We also developed a module that permits filtering of raw sequence data to eliminate potentially benign variants. The module removes homozygous polymorphisms stored in the database resulting in a narrower list of candidate mutations. To avoid potential deleterious mutations, only homozygous variants were considered benign and filtered out. Same style of filtering interface as query module and annotation module is shown in Figure 4 . Similar to the annotation module, both vcf and user defined tab delimited files can be used as input. The output file has the same format as the input file and only contains variants that are not observed in the database.

Figure 4.

Steps of filtering model of FlyVar database.

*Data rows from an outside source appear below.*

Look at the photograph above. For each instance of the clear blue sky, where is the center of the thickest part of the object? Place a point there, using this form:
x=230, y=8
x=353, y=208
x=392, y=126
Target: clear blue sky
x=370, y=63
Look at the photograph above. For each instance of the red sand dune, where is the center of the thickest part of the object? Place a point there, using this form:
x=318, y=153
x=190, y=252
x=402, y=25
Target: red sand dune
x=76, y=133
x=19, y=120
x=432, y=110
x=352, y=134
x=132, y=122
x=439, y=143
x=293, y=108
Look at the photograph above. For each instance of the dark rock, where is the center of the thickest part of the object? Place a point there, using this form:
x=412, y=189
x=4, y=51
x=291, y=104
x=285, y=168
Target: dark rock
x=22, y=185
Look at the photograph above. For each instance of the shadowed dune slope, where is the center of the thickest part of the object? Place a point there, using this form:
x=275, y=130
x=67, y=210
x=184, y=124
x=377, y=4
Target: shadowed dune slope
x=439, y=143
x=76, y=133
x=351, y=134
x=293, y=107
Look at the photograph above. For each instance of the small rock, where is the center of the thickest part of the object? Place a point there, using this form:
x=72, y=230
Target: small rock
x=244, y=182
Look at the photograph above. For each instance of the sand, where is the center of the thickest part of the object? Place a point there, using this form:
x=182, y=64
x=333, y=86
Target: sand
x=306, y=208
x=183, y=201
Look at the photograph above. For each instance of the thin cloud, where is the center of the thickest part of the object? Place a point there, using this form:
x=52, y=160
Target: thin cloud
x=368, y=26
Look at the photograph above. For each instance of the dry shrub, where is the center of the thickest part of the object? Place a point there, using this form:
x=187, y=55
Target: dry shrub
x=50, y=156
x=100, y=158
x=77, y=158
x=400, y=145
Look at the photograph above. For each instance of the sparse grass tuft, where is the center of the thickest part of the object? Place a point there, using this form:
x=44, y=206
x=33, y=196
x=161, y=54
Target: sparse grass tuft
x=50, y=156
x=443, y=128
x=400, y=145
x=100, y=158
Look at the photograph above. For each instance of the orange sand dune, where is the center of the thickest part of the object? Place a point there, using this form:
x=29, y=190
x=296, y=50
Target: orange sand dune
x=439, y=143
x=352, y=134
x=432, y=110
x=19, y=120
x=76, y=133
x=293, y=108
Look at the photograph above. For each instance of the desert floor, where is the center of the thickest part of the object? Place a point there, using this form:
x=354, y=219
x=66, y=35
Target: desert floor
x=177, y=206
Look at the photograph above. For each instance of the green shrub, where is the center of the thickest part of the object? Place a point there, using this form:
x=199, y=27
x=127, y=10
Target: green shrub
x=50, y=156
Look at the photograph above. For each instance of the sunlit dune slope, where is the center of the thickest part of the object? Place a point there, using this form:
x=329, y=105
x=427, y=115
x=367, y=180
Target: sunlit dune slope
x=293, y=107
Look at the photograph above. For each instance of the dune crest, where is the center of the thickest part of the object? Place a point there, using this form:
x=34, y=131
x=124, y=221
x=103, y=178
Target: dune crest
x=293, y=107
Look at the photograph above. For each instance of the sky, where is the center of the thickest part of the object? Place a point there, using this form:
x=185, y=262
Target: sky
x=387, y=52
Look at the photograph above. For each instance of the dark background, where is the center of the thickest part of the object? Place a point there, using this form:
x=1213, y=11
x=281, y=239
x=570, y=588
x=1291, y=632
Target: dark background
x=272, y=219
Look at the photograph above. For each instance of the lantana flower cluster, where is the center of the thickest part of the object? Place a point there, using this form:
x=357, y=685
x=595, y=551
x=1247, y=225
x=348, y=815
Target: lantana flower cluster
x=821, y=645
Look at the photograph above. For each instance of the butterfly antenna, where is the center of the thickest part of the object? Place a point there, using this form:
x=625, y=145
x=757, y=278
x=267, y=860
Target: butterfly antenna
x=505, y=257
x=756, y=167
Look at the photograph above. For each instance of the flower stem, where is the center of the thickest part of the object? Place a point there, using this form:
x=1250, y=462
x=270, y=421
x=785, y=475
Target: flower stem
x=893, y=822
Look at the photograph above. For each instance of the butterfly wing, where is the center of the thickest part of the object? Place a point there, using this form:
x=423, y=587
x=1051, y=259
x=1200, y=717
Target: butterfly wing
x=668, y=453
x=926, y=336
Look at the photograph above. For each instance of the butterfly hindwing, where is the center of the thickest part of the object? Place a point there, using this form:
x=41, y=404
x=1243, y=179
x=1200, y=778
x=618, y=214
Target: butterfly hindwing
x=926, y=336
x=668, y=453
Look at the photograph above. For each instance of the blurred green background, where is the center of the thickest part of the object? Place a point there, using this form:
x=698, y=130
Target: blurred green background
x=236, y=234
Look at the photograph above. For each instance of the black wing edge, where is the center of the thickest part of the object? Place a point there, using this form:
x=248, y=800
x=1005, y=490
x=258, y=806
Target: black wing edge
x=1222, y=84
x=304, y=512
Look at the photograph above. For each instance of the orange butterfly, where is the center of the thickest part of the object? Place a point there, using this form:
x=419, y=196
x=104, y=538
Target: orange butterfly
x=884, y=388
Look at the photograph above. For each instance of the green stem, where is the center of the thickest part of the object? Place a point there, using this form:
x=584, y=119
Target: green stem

Since some dispensable genes are known lethal genes, an option, whether variants in dispensable genes are filtered out or not, is provided. Based on the annotation file of collected LOF mutations which have been stored in our database and could be downloaded from ‘dispensable gene’ webpage, users could make their own decision about how to utilize dispensable genes. If dispensable gene regions were included into filtering process, the rest of variants after filtering would be separated into two parts, variants not in dispensable gene regions and variants within dispensable gene regions. Input variants within dispensable genes could also be annotated to ease decision making.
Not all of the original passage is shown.